LangChain provides integrations for over 25 different embedding methods, as well as for over 50 different vector stores (both cloud-hosted and local). 

Text splitters 
To increase speed and reduce computational demands, it’s often wise to split large text documents into smaller pieces. LangChain’s TextSplitters split text up into small, semantically meaningful chunks that can then be combined using methods and parameters of your choosing.

Retrieval 
Once external sources of knowledge have been connected, the model must be able to quickly retrieve and integrate relevant information as needed. Like watsonx, LangChain offers retrieval augmented generation (RAG): its retriever modules accept a string query as an input and return a list of Document’s as output.

Memory

LLMs, by default, do not have any long-term memory of prior conversations (unless that chat history is used as input for a query). LangChain solves this problem with simple utilities for adding memory to a system, with options ranging from retaining the entirety of all conversations to retaining a summarization of the conversation thus far to retaining the n most recent exchanges.

Agents

LangChain agents can use a given language model as a “reasoning engine” to determine which actions to take. When building a chain for an agent, inputs include:

  • a list of available tools to be leveraged.
  • user input (like prompts and queries).
  • any relevant previously executed steps.
Learn more about agents in LangChain
Tools

Despite their heralded power and versatility, LLMs have important limitations: namely, a lack of up-to-date information, a lack of domain-specific expertise and a general difficulty with math. 

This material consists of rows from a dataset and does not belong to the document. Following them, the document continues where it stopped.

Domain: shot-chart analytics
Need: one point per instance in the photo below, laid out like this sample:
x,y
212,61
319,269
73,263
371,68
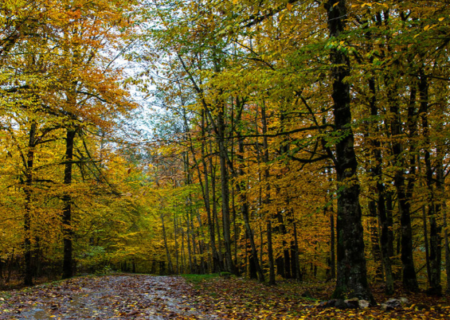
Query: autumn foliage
x,y
283,140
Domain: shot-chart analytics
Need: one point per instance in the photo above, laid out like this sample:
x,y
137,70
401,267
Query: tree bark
x,y
351,265
67,211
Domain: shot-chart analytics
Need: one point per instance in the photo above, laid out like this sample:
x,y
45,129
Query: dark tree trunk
x,y
28,277
351,265
374,240
434,207
67,212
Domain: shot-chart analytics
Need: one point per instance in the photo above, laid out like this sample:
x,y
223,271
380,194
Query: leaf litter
x,y
125,296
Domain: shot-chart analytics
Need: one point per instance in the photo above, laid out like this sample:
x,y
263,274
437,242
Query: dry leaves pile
x,y
160,297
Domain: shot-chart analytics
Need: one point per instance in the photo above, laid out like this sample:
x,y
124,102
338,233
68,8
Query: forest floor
x,y
128,296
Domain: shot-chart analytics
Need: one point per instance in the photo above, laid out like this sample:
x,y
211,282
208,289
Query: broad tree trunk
x,y
351,265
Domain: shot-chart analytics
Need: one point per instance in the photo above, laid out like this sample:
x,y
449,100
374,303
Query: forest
x,y
276,140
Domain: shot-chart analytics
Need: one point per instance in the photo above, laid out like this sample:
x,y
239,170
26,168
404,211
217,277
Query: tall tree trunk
x,y
28,276
67,211
351,270
240,188
267,201
433,207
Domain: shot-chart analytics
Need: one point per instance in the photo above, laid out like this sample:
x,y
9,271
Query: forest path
x,y
107,297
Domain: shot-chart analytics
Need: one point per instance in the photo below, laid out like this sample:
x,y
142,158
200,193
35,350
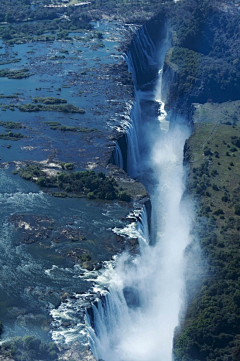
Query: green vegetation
x,y
15,74
49,100
65,108
29,348
10,125
205,52
11,136
67,128
86,183
212,324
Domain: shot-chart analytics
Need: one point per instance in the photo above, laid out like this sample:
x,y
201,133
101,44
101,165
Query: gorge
x,y
136,320
120,199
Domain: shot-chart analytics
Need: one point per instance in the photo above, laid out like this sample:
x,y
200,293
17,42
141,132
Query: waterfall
x,y
117,156
135,321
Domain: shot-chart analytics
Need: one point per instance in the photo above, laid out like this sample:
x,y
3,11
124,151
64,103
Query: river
x,y
136,320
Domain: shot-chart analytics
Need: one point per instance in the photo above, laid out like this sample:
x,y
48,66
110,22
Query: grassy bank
x,y
211,328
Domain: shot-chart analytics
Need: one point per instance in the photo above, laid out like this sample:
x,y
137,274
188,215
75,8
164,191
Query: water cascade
x,y
135,321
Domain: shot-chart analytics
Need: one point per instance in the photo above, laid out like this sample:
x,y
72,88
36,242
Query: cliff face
x,y
202,72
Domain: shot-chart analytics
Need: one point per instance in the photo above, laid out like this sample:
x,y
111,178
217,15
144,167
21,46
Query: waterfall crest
x,y
135,321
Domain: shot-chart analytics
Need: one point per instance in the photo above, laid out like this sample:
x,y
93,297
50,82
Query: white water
x,y
136,320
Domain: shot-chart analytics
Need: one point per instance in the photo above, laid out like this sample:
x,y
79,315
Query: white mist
x,y
136,321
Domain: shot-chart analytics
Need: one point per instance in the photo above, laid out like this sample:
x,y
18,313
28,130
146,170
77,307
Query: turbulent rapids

LangChain tools (link resides outside ibm.com) are a set of functions that empower LangChain agents to interact with real-world information in order to expand or improve the services it can provide. Examples of prominent LangChain tools include:

  • Wolfram Alpha: provides access to powerful computational and data visualization functions, enabling sophisticated mathematical capabilities.

  • Google Search: provides access to Google Search, equipping applications and agents with real-time information.

  • OpenWeatherMap: fetches weather information.

  • Wikipedia: provides efficient access to information from Wikipedia articles.

LangSmith

Released in the fall of 2023, LangSmith aims to bridge the gap between the accessible prototyping capabilities that brought LangChain to prominence and building production-quality LLM applications.

LangSmith provides tools to monitor, evaluate and debug applications, including the ability to automatically trace all model calls to spot errors and test performance under different model configurations. This visibility aims to empower more robust, cost-efficient applications.

Getting started with LangChain

LangChain is open source and free to use: source code is available for download on Github (link resides outside ibm.com). 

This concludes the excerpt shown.